Ausgabe im Internet-explorer








meine java konsole gibt mir folgenden fehler:

Exception in thread "AWT-EventQueue-2" java.security.AccessControlException: access denied (java.io.FilePermission img/sm_inlove_00.gif read)


----------



## L-ectron-X (21. Feb 2008)

Es ist bei Problemen mit Applets immer hilfreich, auch die Ausgabe deiner Java-Console zu posten.

Zum einen verwendest du den MouseListener für Button-Aktionen. Sicher, das geht auch, aber ein ActionListener ist für Buttons üblich.

Das Zweite ist, du lädst die Bilder falsch. Da du die Bilder über das Netz herunter laden willst, musst du die getImage()-Methoden von Applet benutzen (nicht die aus Toolkit), auch wenn du einen Frame zur Anzeige benutzen willst.

Hier mal ein Applet, mit Quellcode, das Bilder in Labels läd und anzeigt:
http://www.java-forum.org/de/userfiles/user1130/PictureApplet.html


----------



## Marco13 (21. Feb 2008)

cedric1982 hat gesagt.:
			
		

> was habe ich falsch gemacht?????


 :shock: Also. Richtig gemacht hast du schonmal, dass du die Frage hier gestellt hast. Und sonst....

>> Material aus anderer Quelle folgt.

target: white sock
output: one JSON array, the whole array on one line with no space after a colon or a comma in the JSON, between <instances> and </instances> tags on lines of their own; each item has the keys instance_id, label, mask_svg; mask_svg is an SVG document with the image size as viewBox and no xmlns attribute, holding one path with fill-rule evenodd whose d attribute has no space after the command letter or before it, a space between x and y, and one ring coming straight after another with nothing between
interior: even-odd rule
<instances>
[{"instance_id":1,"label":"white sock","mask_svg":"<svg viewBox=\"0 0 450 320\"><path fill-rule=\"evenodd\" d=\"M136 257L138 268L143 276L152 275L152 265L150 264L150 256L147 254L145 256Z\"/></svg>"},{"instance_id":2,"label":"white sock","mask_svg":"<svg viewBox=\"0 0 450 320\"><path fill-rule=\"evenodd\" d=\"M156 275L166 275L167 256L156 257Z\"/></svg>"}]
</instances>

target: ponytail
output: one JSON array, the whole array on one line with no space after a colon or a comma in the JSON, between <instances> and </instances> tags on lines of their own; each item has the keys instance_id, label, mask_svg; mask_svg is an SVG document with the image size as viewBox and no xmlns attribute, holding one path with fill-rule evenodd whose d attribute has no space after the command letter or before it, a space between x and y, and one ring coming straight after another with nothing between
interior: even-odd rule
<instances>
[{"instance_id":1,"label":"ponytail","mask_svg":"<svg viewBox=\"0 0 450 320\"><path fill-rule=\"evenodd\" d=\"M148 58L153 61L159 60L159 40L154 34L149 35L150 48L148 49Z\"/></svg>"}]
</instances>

Klassennamen schreibt man Groß
Variablennamen schreibt man klein
In der paint-Method sollte NUR gepaintet werden (und auf keinen Fall irgendwelche Bilder geladen)
Wenn man Bilder lädt, sollte man ggf. einen MediaTracker drumwickeln, damit sie vollständig geladen sind, wenn sie gezeichnet werden sollen
In einem Applet kann man Images AFAIK(!) nicht mit dem Toolkit laden, sondern ... http://java.sun.com/docs/books/tutorial/deployment/applet/data.html
Was du da mit dem MouseListener an dem Button machst, ist mir schleierhaft.... (http://java.sun.com/docs/books/tutorial/information/download.html,  " Creating a User Interface (AWT Only) Archive " (besser Swing verwenden!)


----------



## cedric1982 (21. Feb 2008)

hmmm kompliziert! ok ich geb zu das ich ein kompletter neuling bin! irgendwie versteh ich das ganze net so genau!

:-( heulz


kann mir vielleicht jemand mal etwas verständlich erklären (soll nix bösen heißen) wie ich das am einfachsten löse?
eventuell mit änderung des codes den ich gepostet habe??? *liebgugg*

ich habe mir den code zusammengebastelt aus verschiedenen beispielen! es funzt ja auch im editor aber leider net da wo ich das eigentlich haben will!


----------